Technical Summary
The User Datagram Protocol (UDP) provides a minimal message-passing
transport that has no inherent congestion control mechanisms. This
document provides guidelines on the use of UDP for the designers of
applications, tunnels and other protocols that use UDP. Congestion
control guidelines are a primary focus, but the document also
provides guidance on other topics, including message sizes,
reliability, checksums, middlebox traversal, the use of ECN, DSCPs,
and ports.
Because congestion control is critical to the stable operation of the
Internet, applications and other protocols that choose to use UDP as
an Internet transport must employ mechanisms to prevent congestion
collapse and to establish some degree of fairness with concurrent
traffic. They may also need to implement additional mechanisms,
depending on how they use UDP.
Some guidance is also applicable to the design of other protocols
(e.g., protocols layered directly on IP or via IP-based tunnels),
especially when these protocols do not themselves provide congestion
control.
This document obsoletes RFC5405 and adds guidelines for multicast UDP
usage.
Working Group Summary
The Transport Area WG (TSVWG) is a collection of people with varied
interests that don't individually justify their own working groups.
This draft is supported by the portion of the TSVWG working group that
is familiar with and interested in UDP and congestion control. The
draft has received significant review and critique from a number of
WG members and has undergone significant modification as a result. A
significant area of expansion over RFC 5405 is the addition of multicast
guidelines; this UDP multicast guideline work began in a separate draft
that was merged into this draft by the WG so that protocol designers
would have one place to look for UDP guidelines.
Recent discussion in the WG has focused on issues related to the
increasing use of UDP to encapsulate other protocols; an important
outcome is the addition of Section 3.6 on Limited Applicability
and Controlled Environments where aspects such as equipment robustness
and operator traffic management may substitute for protocol features
(e.g., checksums, congestion management) that are necessary in
unrestricted environments such as the Internet in general.
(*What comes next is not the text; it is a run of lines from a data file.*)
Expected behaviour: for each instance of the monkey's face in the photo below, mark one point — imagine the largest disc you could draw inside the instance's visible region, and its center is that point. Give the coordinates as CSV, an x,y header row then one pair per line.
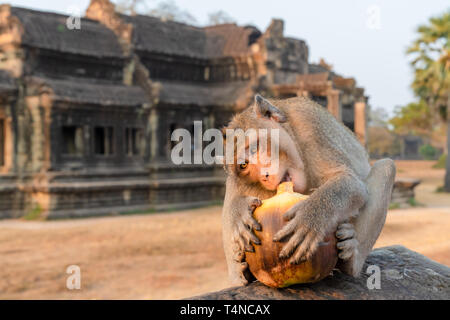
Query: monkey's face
x,y
255,161
255,165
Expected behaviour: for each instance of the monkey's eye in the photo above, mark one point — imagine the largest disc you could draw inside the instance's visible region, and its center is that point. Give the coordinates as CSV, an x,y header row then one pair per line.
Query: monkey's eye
x,y
244,165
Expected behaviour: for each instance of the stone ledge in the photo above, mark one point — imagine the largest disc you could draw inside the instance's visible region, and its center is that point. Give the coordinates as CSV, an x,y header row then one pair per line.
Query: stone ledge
x,y
405,274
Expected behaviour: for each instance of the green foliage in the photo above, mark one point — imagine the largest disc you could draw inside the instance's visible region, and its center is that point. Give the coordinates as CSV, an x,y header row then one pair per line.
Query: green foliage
x,y
428,152
431,62
440,164
414,118
34,214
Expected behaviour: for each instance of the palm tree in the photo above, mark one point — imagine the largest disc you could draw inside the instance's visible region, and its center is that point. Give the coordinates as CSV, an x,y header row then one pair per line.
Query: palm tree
x,y
431,63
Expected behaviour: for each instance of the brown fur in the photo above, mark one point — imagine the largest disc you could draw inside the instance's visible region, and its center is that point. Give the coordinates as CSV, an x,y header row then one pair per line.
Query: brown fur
x,y
335,165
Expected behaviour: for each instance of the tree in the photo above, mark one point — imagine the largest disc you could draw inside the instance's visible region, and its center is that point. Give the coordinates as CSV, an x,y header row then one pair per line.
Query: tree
x,y
219,17
166,10
431,64
378,118
415,118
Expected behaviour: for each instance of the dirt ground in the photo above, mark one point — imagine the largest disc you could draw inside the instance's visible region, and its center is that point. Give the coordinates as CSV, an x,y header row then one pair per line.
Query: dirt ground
x,y
173,255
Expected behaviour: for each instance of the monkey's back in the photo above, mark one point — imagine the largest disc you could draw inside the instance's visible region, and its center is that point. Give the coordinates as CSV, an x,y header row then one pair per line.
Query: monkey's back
x,y
323,141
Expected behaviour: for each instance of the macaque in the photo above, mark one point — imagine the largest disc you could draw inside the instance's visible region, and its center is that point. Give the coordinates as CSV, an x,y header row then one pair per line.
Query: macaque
x,y
322,158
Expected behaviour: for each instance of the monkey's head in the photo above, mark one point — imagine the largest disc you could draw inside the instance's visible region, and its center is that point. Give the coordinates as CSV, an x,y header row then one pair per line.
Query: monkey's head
x,y
263,159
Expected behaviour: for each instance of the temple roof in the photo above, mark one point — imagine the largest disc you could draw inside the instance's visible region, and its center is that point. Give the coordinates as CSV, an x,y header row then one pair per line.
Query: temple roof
x,y
154,35
7,83
223,94
168,37
235,40
92,93
48,30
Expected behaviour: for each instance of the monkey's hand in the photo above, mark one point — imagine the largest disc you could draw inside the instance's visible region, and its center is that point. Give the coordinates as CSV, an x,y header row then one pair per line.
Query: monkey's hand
x,y
347,242
243,224
306,228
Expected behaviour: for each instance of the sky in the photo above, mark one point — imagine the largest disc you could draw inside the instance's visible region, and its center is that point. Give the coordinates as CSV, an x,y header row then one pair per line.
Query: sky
x,y
364,39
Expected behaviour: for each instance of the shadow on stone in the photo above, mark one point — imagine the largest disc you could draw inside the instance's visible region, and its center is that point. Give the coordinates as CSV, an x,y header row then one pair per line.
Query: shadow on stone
x,y
405,274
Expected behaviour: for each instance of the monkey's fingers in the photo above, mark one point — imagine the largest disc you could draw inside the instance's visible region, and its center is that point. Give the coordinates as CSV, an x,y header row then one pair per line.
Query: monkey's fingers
x,y
291,213
345,231
242,244
254,203
288,229
306,249
292,244
347,248
248,237
251,222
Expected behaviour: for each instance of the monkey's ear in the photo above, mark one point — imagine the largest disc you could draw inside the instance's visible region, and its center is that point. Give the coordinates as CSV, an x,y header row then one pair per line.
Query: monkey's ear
x,y
264,108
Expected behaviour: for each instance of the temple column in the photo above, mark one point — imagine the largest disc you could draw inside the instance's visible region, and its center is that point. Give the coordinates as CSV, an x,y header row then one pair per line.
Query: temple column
x,y
333,105
360,122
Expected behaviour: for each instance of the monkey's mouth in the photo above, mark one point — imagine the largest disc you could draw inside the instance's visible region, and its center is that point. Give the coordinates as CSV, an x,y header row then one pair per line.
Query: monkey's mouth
x,y
286,177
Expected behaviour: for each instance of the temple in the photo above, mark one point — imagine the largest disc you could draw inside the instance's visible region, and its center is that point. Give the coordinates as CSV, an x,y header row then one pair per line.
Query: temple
x,y
86,115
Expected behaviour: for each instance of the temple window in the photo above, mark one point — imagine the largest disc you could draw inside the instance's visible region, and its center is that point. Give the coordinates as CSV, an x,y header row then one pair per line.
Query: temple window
x,y
133,138
2,142
104,140
72,137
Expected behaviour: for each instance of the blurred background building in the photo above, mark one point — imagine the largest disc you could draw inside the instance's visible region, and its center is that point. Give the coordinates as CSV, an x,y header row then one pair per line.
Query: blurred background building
x,y
86,115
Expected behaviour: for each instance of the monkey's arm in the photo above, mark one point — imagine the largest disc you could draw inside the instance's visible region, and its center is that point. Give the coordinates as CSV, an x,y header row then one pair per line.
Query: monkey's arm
x,y
310,220
237,235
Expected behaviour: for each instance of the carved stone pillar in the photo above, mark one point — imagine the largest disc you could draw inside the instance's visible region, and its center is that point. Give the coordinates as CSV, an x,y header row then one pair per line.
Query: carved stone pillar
x,y
333,105
360,122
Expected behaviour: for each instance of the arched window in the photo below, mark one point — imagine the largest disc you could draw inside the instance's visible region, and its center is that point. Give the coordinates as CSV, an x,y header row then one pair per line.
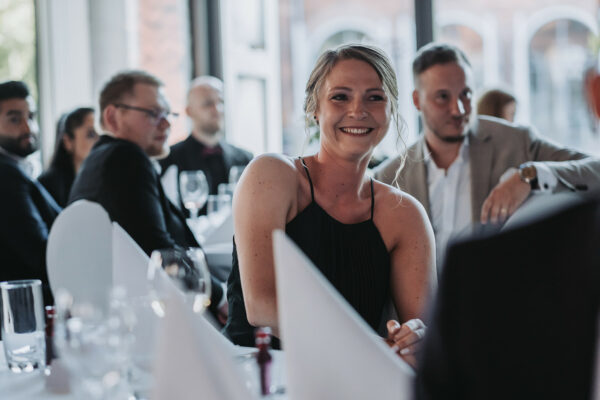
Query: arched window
x,y
557,60
469,41
18,42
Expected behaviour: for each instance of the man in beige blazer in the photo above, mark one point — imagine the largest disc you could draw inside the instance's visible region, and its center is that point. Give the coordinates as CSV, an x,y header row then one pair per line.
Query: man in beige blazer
x,y
466,169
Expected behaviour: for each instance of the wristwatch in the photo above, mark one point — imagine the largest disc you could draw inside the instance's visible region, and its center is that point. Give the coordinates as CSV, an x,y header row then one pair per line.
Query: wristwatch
x,y
528,174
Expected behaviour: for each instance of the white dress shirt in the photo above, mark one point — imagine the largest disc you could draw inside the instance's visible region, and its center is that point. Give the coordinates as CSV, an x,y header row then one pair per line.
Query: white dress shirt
x,y
449,199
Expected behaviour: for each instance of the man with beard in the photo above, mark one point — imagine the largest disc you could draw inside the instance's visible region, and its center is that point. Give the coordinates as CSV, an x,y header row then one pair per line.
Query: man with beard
x,y
205,149
26,209
467,169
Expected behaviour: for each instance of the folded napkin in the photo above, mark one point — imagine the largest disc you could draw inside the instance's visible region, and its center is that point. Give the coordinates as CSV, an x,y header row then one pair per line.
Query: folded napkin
x,y
330,352
223,233
194,360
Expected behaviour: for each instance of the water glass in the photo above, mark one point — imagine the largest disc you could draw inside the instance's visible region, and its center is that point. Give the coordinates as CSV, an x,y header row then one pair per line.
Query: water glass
x,y
23,325
194,191
188,270
235,173
226,188
217,207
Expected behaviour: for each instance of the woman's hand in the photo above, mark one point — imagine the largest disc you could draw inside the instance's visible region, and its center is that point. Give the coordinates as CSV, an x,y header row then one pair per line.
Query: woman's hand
x,y
406,339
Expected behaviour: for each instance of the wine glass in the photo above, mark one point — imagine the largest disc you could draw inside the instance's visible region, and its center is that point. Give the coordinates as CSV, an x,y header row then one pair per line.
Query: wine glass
x,y
194,191
93,344
188,269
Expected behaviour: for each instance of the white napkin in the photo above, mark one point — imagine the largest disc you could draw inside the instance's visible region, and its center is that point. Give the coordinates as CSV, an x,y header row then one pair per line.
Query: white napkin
x,y
330,352
170,184
193,360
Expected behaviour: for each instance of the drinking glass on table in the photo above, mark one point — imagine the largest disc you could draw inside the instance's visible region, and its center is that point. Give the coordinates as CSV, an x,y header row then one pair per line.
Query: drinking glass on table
x,y
93,344
187,268
23,325
235,173
216,207
194,191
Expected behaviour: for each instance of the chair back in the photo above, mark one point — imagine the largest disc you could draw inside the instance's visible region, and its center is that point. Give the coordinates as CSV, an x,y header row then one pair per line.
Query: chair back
x,y
326,342
79,253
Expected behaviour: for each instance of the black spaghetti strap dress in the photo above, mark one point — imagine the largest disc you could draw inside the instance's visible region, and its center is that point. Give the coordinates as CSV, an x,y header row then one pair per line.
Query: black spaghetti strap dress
x,y
353,257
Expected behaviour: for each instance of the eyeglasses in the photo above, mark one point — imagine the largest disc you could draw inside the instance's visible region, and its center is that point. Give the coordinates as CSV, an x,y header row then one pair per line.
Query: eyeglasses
x,y
155,116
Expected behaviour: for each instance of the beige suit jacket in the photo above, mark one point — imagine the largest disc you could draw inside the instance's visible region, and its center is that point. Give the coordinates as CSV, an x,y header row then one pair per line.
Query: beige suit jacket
x,y
495,146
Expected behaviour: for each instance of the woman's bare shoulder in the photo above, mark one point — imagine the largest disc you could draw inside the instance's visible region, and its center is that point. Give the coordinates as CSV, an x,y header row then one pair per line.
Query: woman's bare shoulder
x,y
399,204
272,166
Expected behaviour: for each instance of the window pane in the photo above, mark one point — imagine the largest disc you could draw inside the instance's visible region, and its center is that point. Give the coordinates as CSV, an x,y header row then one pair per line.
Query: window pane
x,y
18,42
538,50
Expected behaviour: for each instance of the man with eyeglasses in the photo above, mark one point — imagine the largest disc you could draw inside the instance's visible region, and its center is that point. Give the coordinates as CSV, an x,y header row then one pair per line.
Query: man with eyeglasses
x,y
119,174
26,209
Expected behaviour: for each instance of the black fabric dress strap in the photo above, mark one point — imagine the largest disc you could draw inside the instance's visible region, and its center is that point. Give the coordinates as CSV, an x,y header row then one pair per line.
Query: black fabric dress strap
x,y
312,191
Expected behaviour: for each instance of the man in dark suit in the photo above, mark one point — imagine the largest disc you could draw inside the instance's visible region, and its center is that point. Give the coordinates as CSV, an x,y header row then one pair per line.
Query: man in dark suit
x,y
26,209
119,175
516,314
205,149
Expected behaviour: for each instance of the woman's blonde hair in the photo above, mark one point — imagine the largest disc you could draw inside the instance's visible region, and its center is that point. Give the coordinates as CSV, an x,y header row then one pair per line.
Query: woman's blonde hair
x,y
373,56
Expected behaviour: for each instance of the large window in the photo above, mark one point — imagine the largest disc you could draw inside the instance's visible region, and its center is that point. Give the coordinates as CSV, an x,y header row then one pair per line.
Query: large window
x,y
18,42
18,55
536,49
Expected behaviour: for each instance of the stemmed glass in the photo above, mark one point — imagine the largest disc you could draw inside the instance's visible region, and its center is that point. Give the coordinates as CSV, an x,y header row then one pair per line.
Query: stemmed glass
x,y
235,173
93,344
188,269
193,187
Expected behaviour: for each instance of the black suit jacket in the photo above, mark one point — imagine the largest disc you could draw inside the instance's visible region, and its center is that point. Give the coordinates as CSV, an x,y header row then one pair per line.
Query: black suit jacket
x,y
516,314
27,212
119,176
187,155
58,182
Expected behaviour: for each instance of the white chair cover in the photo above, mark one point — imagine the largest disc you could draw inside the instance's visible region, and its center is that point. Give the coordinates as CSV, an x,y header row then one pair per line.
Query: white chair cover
x,y
79,253
330,352
130,263
222,233
194,360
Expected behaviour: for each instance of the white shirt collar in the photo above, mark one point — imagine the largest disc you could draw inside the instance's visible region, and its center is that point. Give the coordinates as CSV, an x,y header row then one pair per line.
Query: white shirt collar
x,y
463,152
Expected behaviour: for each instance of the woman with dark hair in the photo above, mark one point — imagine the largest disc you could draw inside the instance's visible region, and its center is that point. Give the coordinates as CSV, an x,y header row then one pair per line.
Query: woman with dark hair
x,y
75,136
497,103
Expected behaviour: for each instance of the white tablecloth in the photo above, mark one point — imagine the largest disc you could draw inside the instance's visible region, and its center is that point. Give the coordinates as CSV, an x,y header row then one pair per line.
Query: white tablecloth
x,y
32,386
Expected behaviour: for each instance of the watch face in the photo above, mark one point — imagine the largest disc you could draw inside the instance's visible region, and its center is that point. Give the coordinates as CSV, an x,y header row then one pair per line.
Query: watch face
x,y
528,173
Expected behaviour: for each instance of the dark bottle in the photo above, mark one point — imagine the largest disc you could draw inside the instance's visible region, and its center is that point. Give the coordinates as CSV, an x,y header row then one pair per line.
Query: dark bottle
x,y
50,317
264,358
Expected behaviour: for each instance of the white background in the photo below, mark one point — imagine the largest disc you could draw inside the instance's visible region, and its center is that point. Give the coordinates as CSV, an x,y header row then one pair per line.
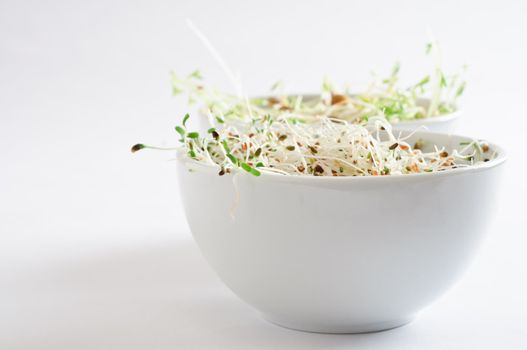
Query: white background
x,y
95,252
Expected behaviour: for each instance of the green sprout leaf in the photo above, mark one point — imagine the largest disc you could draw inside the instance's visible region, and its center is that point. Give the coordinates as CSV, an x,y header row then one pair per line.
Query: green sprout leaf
x,y
185,118
180,131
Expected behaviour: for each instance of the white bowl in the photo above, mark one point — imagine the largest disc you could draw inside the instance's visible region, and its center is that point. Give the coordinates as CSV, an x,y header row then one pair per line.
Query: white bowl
x,y
341,254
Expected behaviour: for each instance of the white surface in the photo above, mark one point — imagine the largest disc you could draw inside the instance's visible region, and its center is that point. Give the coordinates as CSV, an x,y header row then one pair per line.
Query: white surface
x,y
94,250
342,254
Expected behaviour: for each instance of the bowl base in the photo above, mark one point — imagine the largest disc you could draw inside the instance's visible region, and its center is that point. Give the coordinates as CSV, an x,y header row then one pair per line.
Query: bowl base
x,y
351,328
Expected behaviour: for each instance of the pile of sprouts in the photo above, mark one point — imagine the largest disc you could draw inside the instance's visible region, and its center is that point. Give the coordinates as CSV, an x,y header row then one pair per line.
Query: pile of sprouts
x,y
434,95
334,134
327,147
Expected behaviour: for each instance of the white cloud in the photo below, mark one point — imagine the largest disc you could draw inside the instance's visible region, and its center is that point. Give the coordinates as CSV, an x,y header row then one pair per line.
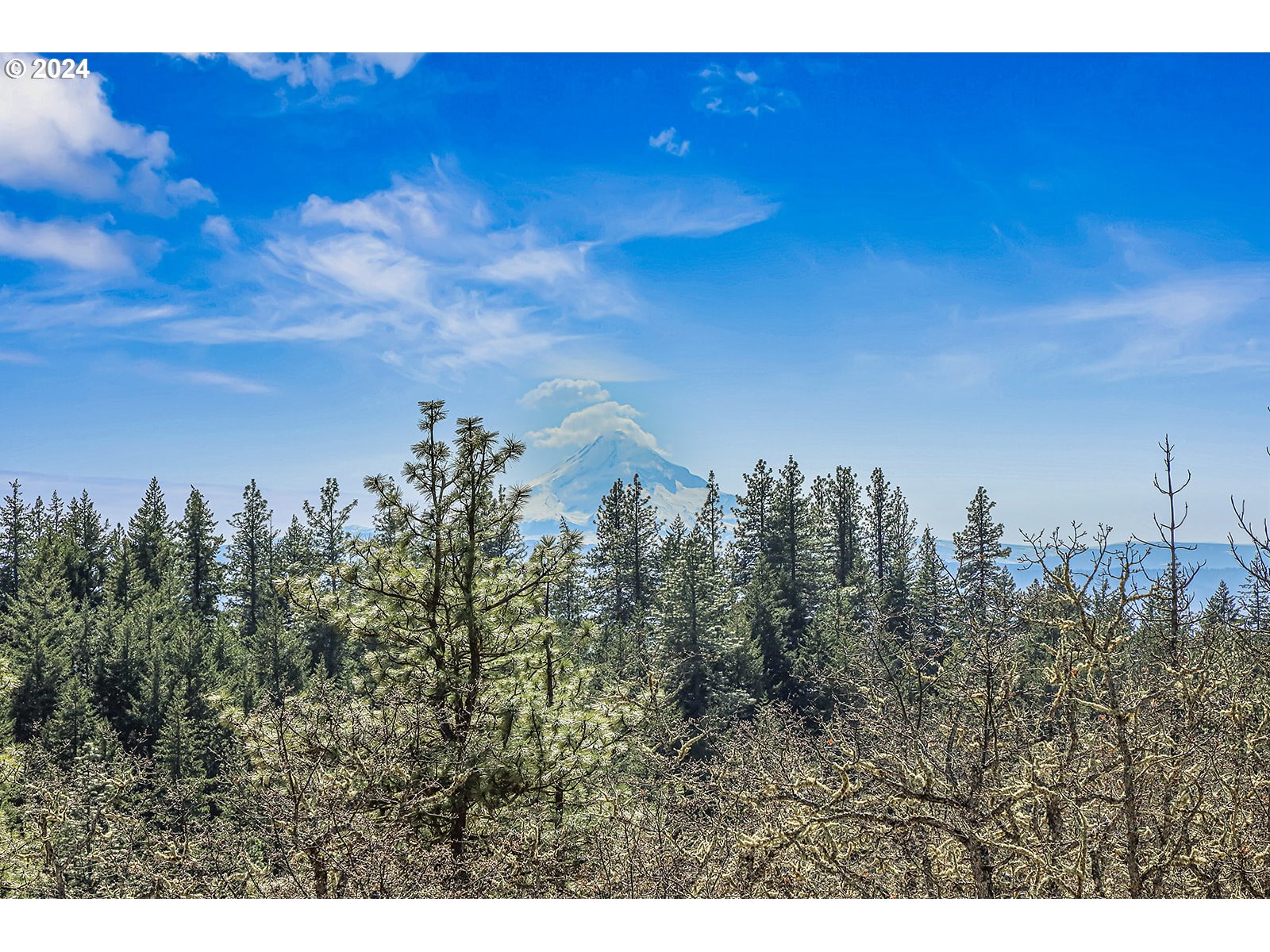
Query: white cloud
x,y
321,71
224,381
729,92
641,209
666,140
1189,323
435,271
582,427
564,390
217,228
78,245
64,137
18,357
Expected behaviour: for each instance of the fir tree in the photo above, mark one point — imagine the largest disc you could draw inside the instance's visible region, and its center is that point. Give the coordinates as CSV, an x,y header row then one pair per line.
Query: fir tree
x,y
983,581
14,543
37,628
752,512
150,537
251,560
200,573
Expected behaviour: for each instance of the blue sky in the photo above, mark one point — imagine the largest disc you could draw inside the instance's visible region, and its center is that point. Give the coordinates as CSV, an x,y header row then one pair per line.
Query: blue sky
x,y
1011,271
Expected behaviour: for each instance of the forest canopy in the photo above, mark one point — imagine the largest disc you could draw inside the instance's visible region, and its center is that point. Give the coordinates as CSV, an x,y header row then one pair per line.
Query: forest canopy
x,y
799,697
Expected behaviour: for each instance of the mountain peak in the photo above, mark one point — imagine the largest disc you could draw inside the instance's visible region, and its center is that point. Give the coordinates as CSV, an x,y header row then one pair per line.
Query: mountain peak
x,y
573,488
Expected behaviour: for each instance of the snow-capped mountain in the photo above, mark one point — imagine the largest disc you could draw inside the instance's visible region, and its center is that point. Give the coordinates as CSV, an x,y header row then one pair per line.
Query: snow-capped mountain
x,y
575,486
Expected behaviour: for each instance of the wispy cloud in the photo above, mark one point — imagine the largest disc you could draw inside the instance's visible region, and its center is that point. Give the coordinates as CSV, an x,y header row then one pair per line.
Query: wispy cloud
x,y
80,245
567,391
433,274
1189,323
19,357
582,427
63,136
217,228
224,381
323,71
664,140
737,90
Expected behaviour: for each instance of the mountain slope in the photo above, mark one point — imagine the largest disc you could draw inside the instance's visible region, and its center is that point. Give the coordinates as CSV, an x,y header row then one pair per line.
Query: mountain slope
x,y
573,488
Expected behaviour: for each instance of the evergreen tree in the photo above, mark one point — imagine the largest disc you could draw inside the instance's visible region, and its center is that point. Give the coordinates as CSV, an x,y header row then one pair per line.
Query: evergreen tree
x,y
150,537
710,520
328,533
983,581
931,602
464,632
251,562
37,628
86,552
692,616
200,573
14,543
752,511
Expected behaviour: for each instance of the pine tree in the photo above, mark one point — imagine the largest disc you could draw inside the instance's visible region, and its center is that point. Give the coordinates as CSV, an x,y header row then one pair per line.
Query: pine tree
x,y
465,632
198,570
752,512
37,628
931,602
889,555
251,559
983,581
710,520
692,616
14,543
86,552
150,537
328,524
328,533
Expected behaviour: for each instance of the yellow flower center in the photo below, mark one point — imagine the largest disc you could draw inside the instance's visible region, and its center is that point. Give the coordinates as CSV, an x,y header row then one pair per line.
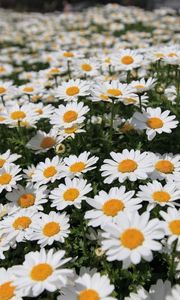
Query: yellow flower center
x,y
26,200
114,92
86,67
161,196
71,129
51,228
112,207
70,116
7,291
132,238
2,162
41,272
127,166
17,115
5,178
127,60
68,54
77,167
72,91
49,172
71,194
47,142
28,89
175,227
2,90
164,166
88,294
155,123
2,69
22,223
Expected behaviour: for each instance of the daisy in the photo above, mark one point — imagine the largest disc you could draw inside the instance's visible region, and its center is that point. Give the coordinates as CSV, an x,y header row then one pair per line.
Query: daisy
x,y
9,175
160,290
50,228
71,90
48,171
131,238
175,292
108,205
71,114
166,166
8,289
16,227
42,271
28,197
8,158
157,194
130,165
43,141
171,225
73,192
78,165
89,287
127,60
154,121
This
draft incorporates guidelines based on lessons learned from
MPLS/UDP (RFC 7510), GRE/UDP (recent TSVWG WG Last Call) and the
routing area encapsulation design team's work (much broader draft
in the RTGWG WG).
Document Quality
In addition to Last Call reviews by Martin Stiemerling (for TSV-ART),
Ronald Bonica (for RTG-DIR), Paul Kyzivat (for Gen-ART),
Takeshi Takahashi (for SEC-DIR), and Tim Chown (for OPS-DIR),
Mark Allman helped to reconcile protocol timer guidelines in this draft
(for UDP) with the protocol timer guidelines from TCPM (for TCP).